Habilidades centrais: Spark, dbt, Airflow, Kafka e plataformas como Databricks e Snowflake.
Arquiteto de soluções de IA
Com a proliferação de ferramentas, APIs e modelos disponíveis no mercado, alguém precisa decidir o que faz sentido adotar e como integrar tudo isso à arquitetura existente. É aí que entra o arquiteto de soluções de IA. Ele avalia trade-offs entre build e buy, define padrões técnicos e garante que as decisões de hoje não gerem dívida técnica amanhã.
Engenheiro de prompt/especialista em LLMs
Com a adoção acelerada de grandes modelos de linguagem como ChatGPT, Claude e Gemini, cresceu a demanda por profissionais que saibam extrair valor desses sistemas de forma confiável e segura.

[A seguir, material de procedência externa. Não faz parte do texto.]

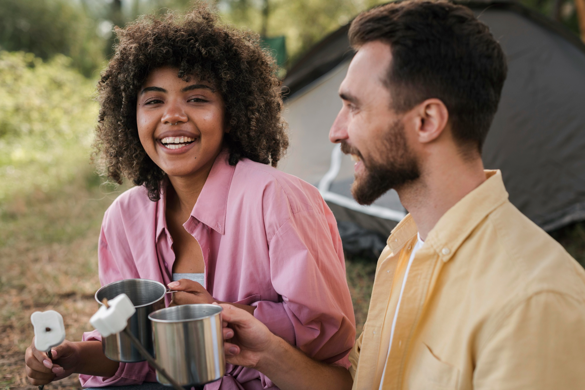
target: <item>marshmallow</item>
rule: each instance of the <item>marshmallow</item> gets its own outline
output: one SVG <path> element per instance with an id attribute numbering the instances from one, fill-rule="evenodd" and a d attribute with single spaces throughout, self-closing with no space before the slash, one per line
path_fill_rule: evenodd
<path id="1" fill-rule="evenodd" d="M 128 325 L 128 319 L 136 311 L 125 294 L 121 294 L 110 300 L 108 305 L 108 308 L 102 305 L 90 319 L 90 323 L 104 337 L 123 330 Z"/>
<path id="2" fill-rule="evenodd" d="M 47 351 L 65 340 L 63 318 L 54 310 L 36 311 L 30 316 L 35 328 L 35 347 Z"/>

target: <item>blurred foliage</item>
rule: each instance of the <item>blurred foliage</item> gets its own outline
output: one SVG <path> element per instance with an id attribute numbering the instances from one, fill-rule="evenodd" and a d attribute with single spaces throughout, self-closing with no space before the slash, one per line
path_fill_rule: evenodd
<path id="1" fill-rule="evenodd" d="M 102 66 L 105 41 L 95 22 L 70 0 L 0 0 L 0 48 L 44 60 L 72 58 L 86 76 Z"/>
<path id="2" fill-rule="evenodd" d="M 46 191 L 88 163 L 95 83 L 71 63 L 0 51 L 0 201 Z"/>
<path id="3" fill-rule="evenodd" d="M 360 12 L 386 0 L 201 0 L 222 19 L 267 38 L 286 37 L 293 64 L 312 45 Z M 61 53 L 86 76 L 103 67 L 115 43 L 112 29 L 140 15 L 184 12 L 196 0 L 0 0 L 0 48 L 44 60 Z M 574 0 L 520 0 L 579 33 Z"/>

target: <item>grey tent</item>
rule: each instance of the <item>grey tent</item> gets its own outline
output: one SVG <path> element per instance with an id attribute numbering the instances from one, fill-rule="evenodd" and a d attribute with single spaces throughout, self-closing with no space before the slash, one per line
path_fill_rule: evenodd
<path id="1" fill-rule="evenodd" d="M 501 169 L 510 201 L 544 229 L 585 220 L 585 46 L 563 26 L 517 3 L 457 2 L 490 27 L 508 60 L 484 147 L 486 167 Z M 371 206 L 353 201 L 353 163 L 328 138 L 341 107 L 338 88 L 353 55 L 348 28 L 319 42 L 287 74 L 284 116 L 291 146 L 280 166 L 318 186 L 346 250 L 379 252 L 381 238 L 406 210 L 393 190 Z"/>

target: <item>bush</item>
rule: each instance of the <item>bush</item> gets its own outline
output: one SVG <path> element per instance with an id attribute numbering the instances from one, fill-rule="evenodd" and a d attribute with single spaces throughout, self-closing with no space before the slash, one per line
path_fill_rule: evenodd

Então, o engenheiro de prompt desenha fluxos de raciocínio, testa comportamentos em cenários adversos, otimiza o uso e o custo das chamadas à API e garante que as saídas estejam alinhadas às necessidades do negócio.
Habilidades centrais: engenharia de prompt avançada, avaliação de outputs, RAG (Retrieval-Augmented Generation), avaliação e curadoria de datasets para ajuste de modelos e integração via APIs.
Cientista de dados aplicado
Diferente do perfil mais acadêmico, o cientista de dados aplicado foca em resolver problemas de negócio com modelos preditivos e analíticos. Ou seja, é o profissional que une domínio técnico à compreensão do contexto operacional, traduzindo perguntas do negócio em hipóteses testáveis e resultados acionáveis.
Nas empresas, esse profissional agrega valor especialmente em áreas como previsão de demanda, detecção de anomalias, personalização e automação de decisões repetitivas.
Especialista em AI governance e ética
À medida que regulações avançam, as empresas precisarão demonstrar que seus sistemas de IA são auditáveis, explicáveis e livres de vieses críticos. O especialista em governança de IA ainda é escasso no mercado, mas tende a se tornar obrigatório em setores regulados como financeiro e saúde, por exemplo.
Seu desafio é montar o time certo, no momento certo?
Parece muita coisa. Mas, calma! Primeiramente, saiba que esses profissionais não são igualmente necessários para todas as empresas. Logo, saber quando e como contratar profissionais de IA é o que fará toda a diferença.
Uma organização em estágio inicial de adoção de IA tem necessidades muito diferentes de uma que já opera modelos em produção. Por isso, a decisão sobre quais profissionais priorizar depende do momento da jornada, do orçamento disponível e da velocidade que o negócio exige.